The performance of the same code on win is lower than on Mac

I have a C++program that is using opencv v4.5.5. But when running, I found that the same code runs faster on MacBook Pro (MacBook Pro14,1, core i5 2.3GHz) than on Win computer (i5 6500 3.2GHz).

For example, the following code runs for 1ms on Mac and 33ms on win.

for(int j = 0; j < img.rows; j++)
{
    auto arow = img.row(j);

    vector<short> v = (vector<short>)arow;  <<<< 1ms on Mac, but 33ms on Win, why???

	……
}

Does anyone know the reason and how to solve it?

It might be that if you do nothing with your local variable, Mac’s compiler optimizes the whole code out…

However, the opencv actually uses memcpy, and the compiler also has special optimization for this sentence. Is it the “special” parallel computation on the mac?

Can you share your complete code including how you derive your timings?

Are you comparing Release or Debug builds?

I am comparing the performance of Release between Mac and Win.
The following is the my code . The input image size is 2600 * 3400, so row_ ElapsedTime gets a sum after 2600 cycles.

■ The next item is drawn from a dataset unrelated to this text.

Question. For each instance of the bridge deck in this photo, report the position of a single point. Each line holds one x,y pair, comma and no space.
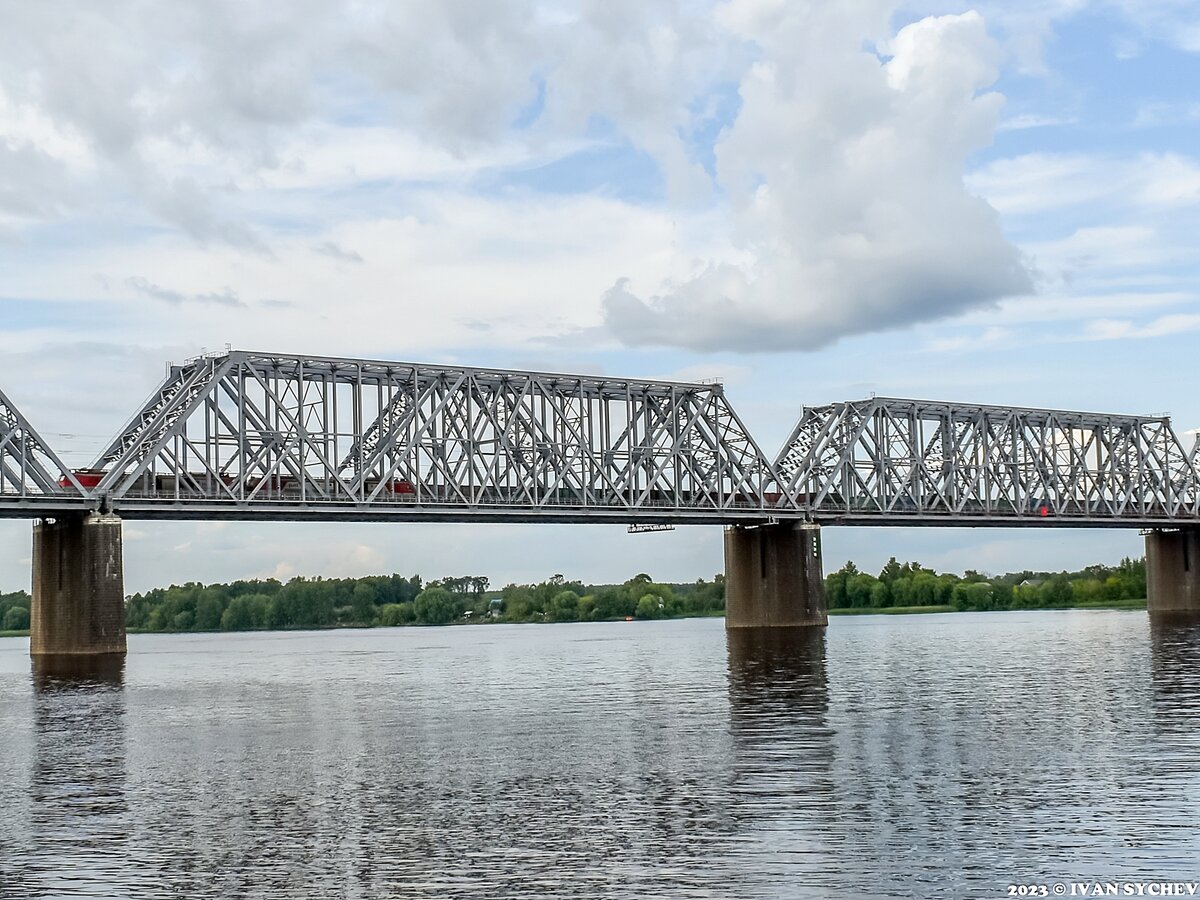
252,436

    for(int j = 0; j < img.rows; j++)
    {
        auto arow = img.row(j);
#if Performance
        auto row_STime = std::chrono::high_resolution_clock::now();
#endif
       vector<short> v = (vector<short>)arow;
 
#if Performance
        auto row_ETime = std::chrono::high_resolution_clock::now();
        row_elapsedTime += (double)std::chrono::duration_cast<std::chrono::microseconds>(row_ETime - row_STime).count();
#endif

       ......
    }

It looks like the conversion initialization of the vector is slow for certain data types. On windows 16U, 32F take 20x longer than 8U and I’m guessing this isn’t the case on a mac.